I’m doing a review paper that looks at agri-forestry systems and how those systems maintain biodiversity and also carbon sequestration. So we want to look at carbon sequestration because global warming is such a huge deal right now and is being talked about at all levels, so we’re trying to look at agriculture and especially how sustainable agriculture contributes to that discussion in a positive way.


Do you hope to head to Brazil next?
I do. I’m a biology major, and I have an ecology and environmental concentration. I’m really interested in tropical conservation. If you look at the news at all, Brazil is huge in tropical forest ecology largely because of deforestation. Studying in Brazil would be a really good opportunity to get my foot in the door, start networking with other researchers there, and also to get a strong sense about what it would actually be like to have a career somewhere such as Brazil.


Do you have a favorite JMU professor?
I met my current adviser and research mentor Dr. Heather Griscom shortly after I started looking into research labs because I knew that I wanted to do research as an undergraduate. I joined her lab at the end of my freshman year and then took her forest ecology class my sophomore year, and she made all the difference in the world to me in terms of my academic direction. 


Talk about how you met Dr. Griscom.
I went into her office as a freshman—I had no idea at all what research actually entailed and I went into the field of biology thinking a career in medicine because that’s what you learn in high school—and then I went on her home page and saw that she did work with trees, and ever since then we’ve had this amazing process in which she leads, and then I scramble off trying to figure out where I want to go with things. She has been really supportive and helpful during my entire academic journal, helping me find internships and guiding my research that I do with her, and really just helping me learn the ropes so that eventually I can become a research ecologist or a field ecologist. 
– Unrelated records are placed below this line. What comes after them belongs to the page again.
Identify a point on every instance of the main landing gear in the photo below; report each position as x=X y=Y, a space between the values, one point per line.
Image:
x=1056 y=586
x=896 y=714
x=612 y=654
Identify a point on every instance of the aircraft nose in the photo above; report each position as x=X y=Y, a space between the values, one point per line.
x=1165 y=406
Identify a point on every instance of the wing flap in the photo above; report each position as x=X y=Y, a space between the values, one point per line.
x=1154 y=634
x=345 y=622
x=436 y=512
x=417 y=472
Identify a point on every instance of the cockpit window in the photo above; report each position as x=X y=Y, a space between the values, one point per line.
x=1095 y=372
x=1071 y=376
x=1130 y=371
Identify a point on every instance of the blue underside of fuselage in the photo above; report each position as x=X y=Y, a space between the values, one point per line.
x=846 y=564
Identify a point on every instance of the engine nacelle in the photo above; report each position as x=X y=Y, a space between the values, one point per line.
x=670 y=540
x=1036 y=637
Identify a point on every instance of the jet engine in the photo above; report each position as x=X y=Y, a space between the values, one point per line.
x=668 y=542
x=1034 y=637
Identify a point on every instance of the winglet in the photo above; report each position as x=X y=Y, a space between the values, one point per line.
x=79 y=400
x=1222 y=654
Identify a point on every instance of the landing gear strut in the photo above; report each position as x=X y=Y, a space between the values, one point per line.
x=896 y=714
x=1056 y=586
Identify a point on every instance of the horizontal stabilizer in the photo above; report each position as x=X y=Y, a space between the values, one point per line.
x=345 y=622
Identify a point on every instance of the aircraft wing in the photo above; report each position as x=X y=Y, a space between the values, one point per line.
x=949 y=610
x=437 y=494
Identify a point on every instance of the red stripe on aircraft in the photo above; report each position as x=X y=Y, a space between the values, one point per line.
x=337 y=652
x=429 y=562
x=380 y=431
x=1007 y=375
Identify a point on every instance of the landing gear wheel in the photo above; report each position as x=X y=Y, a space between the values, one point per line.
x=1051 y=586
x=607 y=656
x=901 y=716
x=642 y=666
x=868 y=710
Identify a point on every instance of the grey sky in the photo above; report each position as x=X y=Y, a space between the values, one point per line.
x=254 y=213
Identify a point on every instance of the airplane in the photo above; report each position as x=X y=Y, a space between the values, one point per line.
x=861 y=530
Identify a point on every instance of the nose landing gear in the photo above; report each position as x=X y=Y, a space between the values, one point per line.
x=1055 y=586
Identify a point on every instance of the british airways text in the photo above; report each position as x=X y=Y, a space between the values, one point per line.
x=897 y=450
Do you have any interest in being a professor some day?
I am interested in teaching, but also I really want to do some kind of non-governmental organization work. The bottom line is that I want to do whatever I can do that has the most impact. With teaching you can reach a lot of people, and then with the NGO work you can do so much hands-on, on-the-ground type of work. I love the idea of both of them. 


Would you call JMU a good choice?
The opportunities that I’ve had during my time here have given me a focus and shaped what I want to do. Obviously finding Dr. Griscom has been huge for me, and then I got the Hillcrest Hinshaw-Daniels Scholarship my sophomore year which allowed me to afford to study abroad in Costa Rica for two and a half months. Basically, JMU has changed my entire life. I don’t think I could be any more grateful.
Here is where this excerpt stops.